6. for p_(2*m+1), he could use all m gold to p_(2*m-1), p_(2*(m-1)-1), ... , p_1, and thus gather m + 1 votes (including himself), and survive
7. for p_(2*m+2), he could use all m gold to p_(2*m), p_(2*(m-1)), ... , p_2, and survive, but he could also get vote from p_(2*m+1) with 1 gold, because otherwise p_(2*m+1) won't get anything if it is up to himself to distribute the gold. Therefore, p_(2*m+2) can randomly distribute m gold to m of the m+1 pirates: p(2*m+1), p_(2*m), p_(2*(m-1)), ... , p_2, and survive.

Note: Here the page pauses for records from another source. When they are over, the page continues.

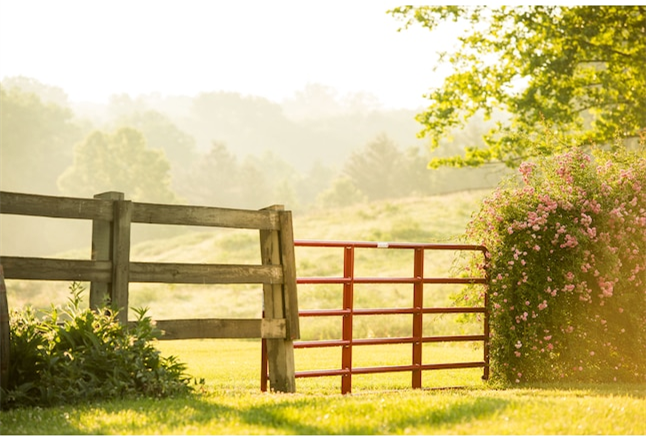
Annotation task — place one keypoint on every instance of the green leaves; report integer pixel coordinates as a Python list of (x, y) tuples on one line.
[(567, 269), (75, 354), (581, 69)]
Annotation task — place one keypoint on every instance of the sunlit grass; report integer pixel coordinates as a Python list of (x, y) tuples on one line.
[(231, 403)]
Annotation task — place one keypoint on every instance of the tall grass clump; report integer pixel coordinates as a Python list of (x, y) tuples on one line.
[(71, 354), (567, 246)]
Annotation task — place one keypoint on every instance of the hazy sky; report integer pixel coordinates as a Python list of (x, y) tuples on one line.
[(95, 48)]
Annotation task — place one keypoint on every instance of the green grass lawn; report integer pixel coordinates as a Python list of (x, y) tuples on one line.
[(230, 402)]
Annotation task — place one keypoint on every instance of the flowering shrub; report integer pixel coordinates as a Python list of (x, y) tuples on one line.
[(567, 262)]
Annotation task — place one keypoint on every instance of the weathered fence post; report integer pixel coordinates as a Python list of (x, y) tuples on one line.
[(4, 333), (111, 241), (280, 301)]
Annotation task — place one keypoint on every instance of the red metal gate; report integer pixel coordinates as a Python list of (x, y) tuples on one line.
[(348, 312)]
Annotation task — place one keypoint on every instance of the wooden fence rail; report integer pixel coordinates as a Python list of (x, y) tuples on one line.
[(110, 270)]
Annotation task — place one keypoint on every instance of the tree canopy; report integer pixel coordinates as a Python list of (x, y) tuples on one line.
[(577, 70)]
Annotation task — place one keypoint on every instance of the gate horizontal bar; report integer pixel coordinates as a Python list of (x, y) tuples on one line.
[(383, 369), (395, 245), (391, 280), (387, 341), (392, 311)]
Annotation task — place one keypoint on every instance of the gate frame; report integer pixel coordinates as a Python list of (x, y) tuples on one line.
[(418, 310)]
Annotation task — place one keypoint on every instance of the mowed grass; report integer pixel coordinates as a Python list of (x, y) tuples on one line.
[(230, 402)]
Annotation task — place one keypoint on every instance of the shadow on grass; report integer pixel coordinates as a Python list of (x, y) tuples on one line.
[(255, 413), (282, 414)]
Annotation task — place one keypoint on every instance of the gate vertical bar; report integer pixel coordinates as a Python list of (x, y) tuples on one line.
[(348, 304), (487, 333), (418, 322)]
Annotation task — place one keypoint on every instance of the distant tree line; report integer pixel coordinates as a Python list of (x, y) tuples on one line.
[(218, 149)]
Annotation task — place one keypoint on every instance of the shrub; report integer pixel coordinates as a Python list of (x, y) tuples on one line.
[(567, 261), (73, 354)]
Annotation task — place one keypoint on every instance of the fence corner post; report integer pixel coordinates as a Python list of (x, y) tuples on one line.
[(279, 302), (111, 242), (5, 338)]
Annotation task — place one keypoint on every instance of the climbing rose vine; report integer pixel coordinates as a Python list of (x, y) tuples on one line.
[(567, 262)]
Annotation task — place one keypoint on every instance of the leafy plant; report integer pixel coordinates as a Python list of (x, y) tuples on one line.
[(74, 354), (568, 269)]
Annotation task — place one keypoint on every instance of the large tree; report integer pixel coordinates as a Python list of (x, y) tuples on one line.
[(579, 70)]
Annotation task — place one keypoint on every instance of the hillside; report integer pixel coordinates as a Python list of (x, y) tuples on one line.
[(423, 219)]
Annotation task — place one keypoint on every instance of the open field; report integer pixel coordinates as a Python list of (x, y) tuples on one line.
[(230, 401)]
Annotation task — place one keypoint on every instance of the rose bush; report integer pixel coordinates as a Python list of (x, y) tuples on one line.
[(567, 262)]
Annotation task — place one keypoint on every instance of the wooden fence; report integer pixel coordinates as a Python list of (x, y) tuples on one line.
[(110, 270)]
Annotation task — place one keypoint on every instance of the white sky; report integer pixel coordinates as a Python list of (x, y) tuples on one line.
[(95, 48)]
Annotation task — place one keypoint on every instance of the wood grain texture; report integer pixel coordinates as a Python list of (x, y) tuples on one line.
[(204, 216), (54, 207), (220, 328)]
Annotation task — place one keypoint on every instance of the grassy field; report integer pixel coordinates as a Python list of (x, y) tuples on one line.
[(230, 402)]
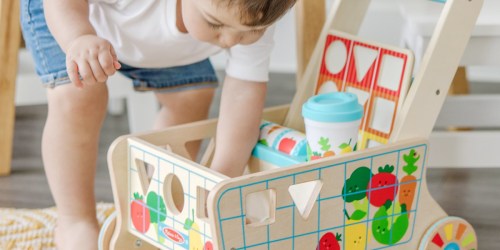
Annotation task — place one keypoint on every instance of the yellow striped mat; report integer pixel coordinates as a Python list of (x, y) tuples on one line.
[(34, 228)]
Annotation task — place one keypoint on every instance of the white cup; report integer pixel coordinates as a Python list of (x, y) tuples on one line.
[(332, 123)]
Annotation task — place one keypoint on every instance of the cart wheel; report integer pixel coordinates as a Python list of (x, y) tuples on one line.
[(449, 233), (107, 229)]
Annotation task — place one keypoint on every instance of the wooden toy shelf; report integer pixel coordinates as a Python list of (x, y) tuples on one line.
[(373, 198)]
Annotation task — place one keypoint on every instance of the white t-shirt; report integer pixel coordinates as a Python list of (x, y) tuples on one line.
[(144, 34)]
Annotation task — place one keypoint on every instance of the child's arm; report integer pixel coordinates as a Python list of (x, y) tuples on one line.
[(86, 54), (238, 128)]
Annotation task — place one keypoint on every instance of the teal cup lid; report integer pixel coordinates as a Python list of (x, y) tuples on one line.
[(333, 107)]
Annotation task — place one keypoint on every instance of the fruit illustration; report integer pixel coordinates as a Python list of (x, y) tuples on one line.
[(345, 147), (286, 145), (273, 128), (409, 182), (195, 239), (355, 186), (208, 246), (264, 142), (382, 232), (158, 212), (329, 242), (355, 232), (139, 214), (383, 186)]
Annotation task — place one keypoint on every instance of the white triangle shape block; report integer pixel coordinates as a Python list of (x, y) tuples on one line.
[(364, 58), (304, 195)]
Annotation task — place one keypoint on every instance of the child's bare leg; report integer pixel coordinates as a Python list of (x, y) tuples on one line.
[(69, 150), (183, 107)]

8. for p_(2*m+3), there is no enough gold to get m+2 votes, so he will be killed anyway
9. for p_(2*m+4), he can get one vote from himself, m vote from randomly picked m from p_(2*m+2), p_(2*m+1), p_(2*m-1), ... , p_1 (who can not get any gold if do not support the propose), and p(2*m+1), p_(2*m), p_(2*(m-1)), ... , p_2, (who won't be sure to get a gold if p_(2*m+2) is going to distribute the gold), and one vote from p_(2*m+3) (otherwise he will be killed), therefore he can get totally m+2 votes and survive.
9. for p_(2*m+5), he needs m+3 votes to survive, but can only get m+1 votes. so he will be killed anyway
10. for p_(2*m+6), he needs m+3 votes, but can only get m+2 votes
11. for p_(2*m+7), he needs m+4 votes, but can only get m+3 votes
12. for p_(2*m+8), he needs m+4 votes, and can get it from himself, p_(2*m+7), p_(2*m+6), p_2*m+5), plus m votes from randomly picked p_(2*m+4), p_(2*m+3), p_(2*m+2),, ... , p_1 (who won't either get anything or be sure to get one gold, if p_(2*m+4) is going to distribute the gold). Therefore he can get totally m+4 votes and survive.
...
13. for p_(2*m + 2^k), k>0, he can survive as he can get vote by m golds, and votes from p_(2*m + 2^(k-1)+1), ..., p_(2*m + 2^k), totally m + 2^(k-1) votes and survive...the m golds will be distributed randomly picked m from p_1 to p_(2*m+2^(k-1))

if m = 0, p_1, p_2, p_4, p_8, ... , p_(2^k) can survive, this is same as concluded above.